Kalau pada periode kepengurusan BEM KM UGM 2013, pengurusan pindah ini bisa dikoordinir oleh lembaga tersebut secara kolektif karena telah bekerjasama dengan KPUD. 2014 kali ini masing-masing spesies mahasiswa UGM rantauan semacam aku begini harus bergerak mandiri mengurus ke Panitia Pemungutan Suara (PPS) di kampung halamannya atau ke KPUD Sleman. No problem, aku lakukan benar-benar secara mandiri dan nyatanya mudah juga sederhana. Berikut proses-proses yang aku tempuh;

  1. Mantengin berita yang valid tentang proses pengajuan pindah memilih. Untuk di Sleman, batas maksimal waktu pelayanan mengurus kepindahan memilih oleh KPUD-nya adalah tanggal 29 Maret 2014, pukul 12.00 WIY.
  2. Menyiapkan fotokopian KTP. Fotokopian ini nanti diserahkan ke petugas di KPUD sembari menunjukkan KTP asli.
  3. Mengisi formulir permohonan pindah memilih. Isinya biodata diri kita beserta No. KTP, alamat asal dan alamat domisili selama di Jogja.
  4. Petugas kemudian akan memeriksa status pendaftaran kita, apakah terdaftar dalam DPT di daerah asal kita, ataukah belum. Kalau belum? Katanya ada 2 pilihan; 1) mengurus ke PPS daerah asal; 2) cukup datang saja pas hari pencoblosan, membawa KTP, diberi jatah mencoblos di satu jam terakhir masa pencoblosan (pukul 12.00-13.00) dengan kondisi ketidakpastian “apakah masih ada surat suara yang tersisa untuk kita?” *konon kata PPS, tiap TPS dikasih lebihan 20% dari jumlah DPT di TPS tersebut*
  5. Menunggu panggilan selesainya pembuatan Surat Pemberitahuan Daftar Pemilih Tambahan (DPTb). Surat ini yang disebut surat model A-5. Setelah selesai, kita diminta mendatangi kantor Desa daerah domisili kita, di sana kita akan menemui PPS untuk pengesahan surat model A-5 dan penempatan TPS tempat kita pindah memilih. Aku akhirnya mendatangi kantor Desa Sinduadi, lokasinya di Selatan stasiun TVRI Yogyakarta, Jalan Magelang, lalu dimasukkan ke DPTb di TPS Sendowo, SDN Percobaan.
  6. Oleh PPS, surat model A-5 dibagi menjadi dua bagian, bagian 1 untuk kita bawa sewaktu nanti ke TPS, bagian 2-nya diarsipkan oleh PPS.




Begitu saja kira-kira ceritanya, mudah dan sederhana kan?
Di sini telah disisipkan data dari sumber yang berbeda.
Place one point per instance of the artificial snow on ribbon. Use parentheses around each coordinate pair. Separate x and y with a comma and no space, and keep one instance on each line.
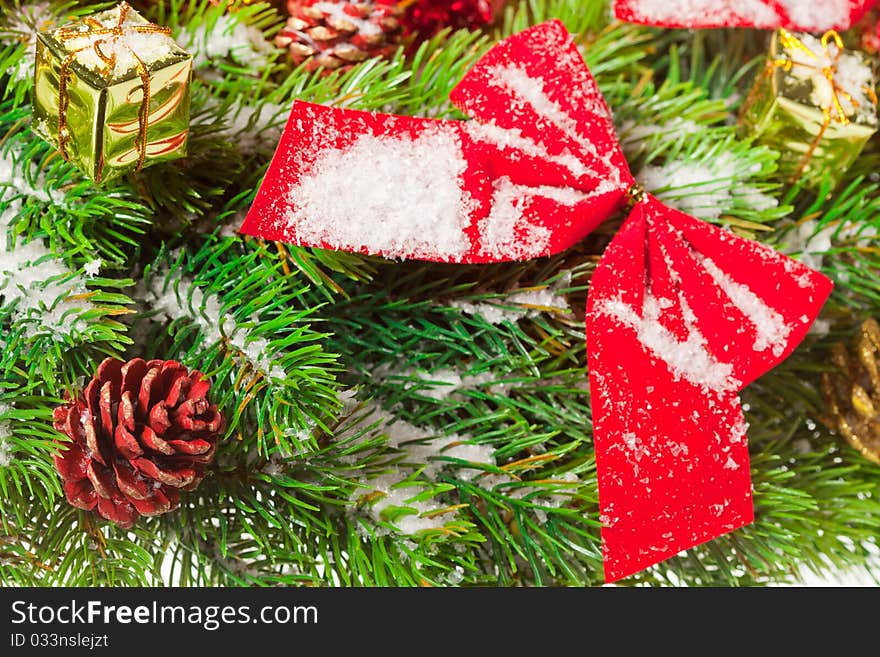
(681,314)
(799,15)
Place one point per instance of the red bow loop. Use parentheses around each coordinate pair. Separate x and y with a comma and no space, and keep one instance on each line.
(681,314)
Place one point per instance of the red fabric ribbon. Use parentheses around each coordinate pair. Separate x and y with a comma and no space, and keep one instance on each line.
(796,15)
(681,314)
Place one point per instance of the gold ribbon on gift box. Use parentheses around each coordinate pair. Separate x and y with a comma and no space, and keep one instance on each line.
(104,36)
(841,105)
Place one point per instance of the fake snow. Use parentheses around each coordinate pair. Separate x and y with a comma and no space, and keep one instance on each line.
(423,214)
(522,304)
(93,267)
(188,301)
(853,78)
(812,15)
(632,133)
(771,328)
(31,276)
(516,489)
(419,450)
(705,190)
(533,91)
(689,359)
(809,244)
(125,52)
(444,383)
(24,23)
(507,233)
(250,126)
(512,139)
(817,15)
(335,12)
(227,38)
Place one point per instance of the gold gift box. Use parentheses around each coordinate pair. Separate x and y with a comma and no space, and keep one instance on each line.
(814,103)
(111,92)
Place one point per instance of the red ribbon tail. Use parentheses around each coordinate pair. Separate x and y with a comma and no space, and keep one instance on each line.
(673,333)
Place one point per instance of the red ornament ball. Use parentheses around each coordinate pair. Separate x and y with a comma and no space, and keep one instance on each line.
(140,432)
(427,17)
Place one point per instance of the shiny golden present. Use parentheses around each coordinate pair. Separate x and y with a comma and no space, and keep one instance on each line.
(111,93)
(814,103)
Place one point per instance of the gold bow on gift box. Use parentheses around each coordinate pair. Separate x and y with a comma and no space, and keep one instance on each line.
(111,92)
(814,103)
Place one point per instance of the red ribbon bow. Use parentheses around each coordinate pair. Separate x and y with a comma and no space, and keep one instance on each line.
(796,15)
(681,314)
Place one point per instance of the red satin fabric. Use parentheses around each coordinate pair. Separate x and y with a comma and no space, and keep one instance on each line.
(681,314)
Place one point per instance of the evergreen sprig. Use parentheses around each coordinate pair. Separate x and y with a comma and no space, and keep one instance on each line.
(392,423)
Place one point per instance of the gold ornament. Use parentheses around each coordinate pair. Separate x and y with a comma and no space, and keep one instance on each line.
(814,102)
(111,92)
(852,391)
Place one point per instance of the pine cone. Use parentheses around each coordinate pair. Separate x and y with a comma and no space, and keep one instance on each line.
(141,432)
(852,392)
(336,34)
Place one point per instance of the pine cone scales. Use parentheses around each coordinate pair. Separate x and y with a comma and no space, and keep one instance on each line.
(335,34)
(141,432)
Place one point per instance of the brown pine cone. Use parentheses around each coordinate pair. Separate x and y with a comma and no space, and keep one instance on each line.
(141,432)
(336,34)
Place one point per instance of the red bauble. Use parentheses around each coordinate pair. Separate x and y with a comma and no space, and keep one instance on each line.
(141,432)
(427,17)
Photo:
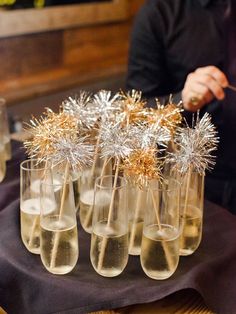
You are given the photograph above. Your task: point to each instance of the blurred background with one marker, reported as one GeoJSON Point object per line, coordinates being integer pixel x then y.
{"type": "Point", "coordinates": [51, 49]}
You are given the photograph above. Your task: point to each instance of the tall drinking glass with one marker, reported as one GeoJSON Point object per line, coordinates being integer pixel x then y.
{"type": "Point", "coordinates": [161, 230]}
{"type": "Point", "coordinates": [137, 198]}
{"type": "Point", "coordinates": [86, 188]}
{"type": "Point", "coordinates": [4, 126]}
{"type": "Point", "coordinates": [31, 172]}
{"type": "Point", "coordinates": [59, 236]}
{"type": "Point", "coordinates": [109, 241]}
{"type": "Point", "coordinates": [192, 199]}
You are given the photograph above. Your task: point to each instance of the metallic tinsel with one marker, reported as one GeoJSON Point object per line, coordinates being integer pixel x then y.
{"type": "Point", "coordinates": [195, 146]}
{"type": "Point", "coordinates": [115, 142]}
{"type": "Point", "coordinates": [142, 166]}
{"type": "Point", "coordinates": [78, 153]}
{"type": "Point", "coordinates": [46, 130]}
{"type": "Point", "coordinates": [132, 107]}
{"type": "Point", "coordinates": [146, 136]}
{"type": "Point", "coordinates": [168, 116]}
{"type": "Point", "coordinates": [82, 108]}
Jangan lupa juga, tanggung jawab kita berikutnya adalah memilih anggota legislatif --tingkat Kabupaten (DPRD Kabupaten Sleman), Provinsi (DPRD Provinsi DIY), Nasional (DPR RI), dan Dewan Perwakilan Daerah (DPD RI Wakil Yogyakarta)-- yang amanah. So sebelumnya harus mengenali mereka baik-baik dari aspek track record pribadi juga partai yang mengusungnya. Profil Partai Politik dan Calon Anggota Legislatif termuat secara terbatas di situs www.kpu.go.id. Selamat memilih, selamat berkontribusi.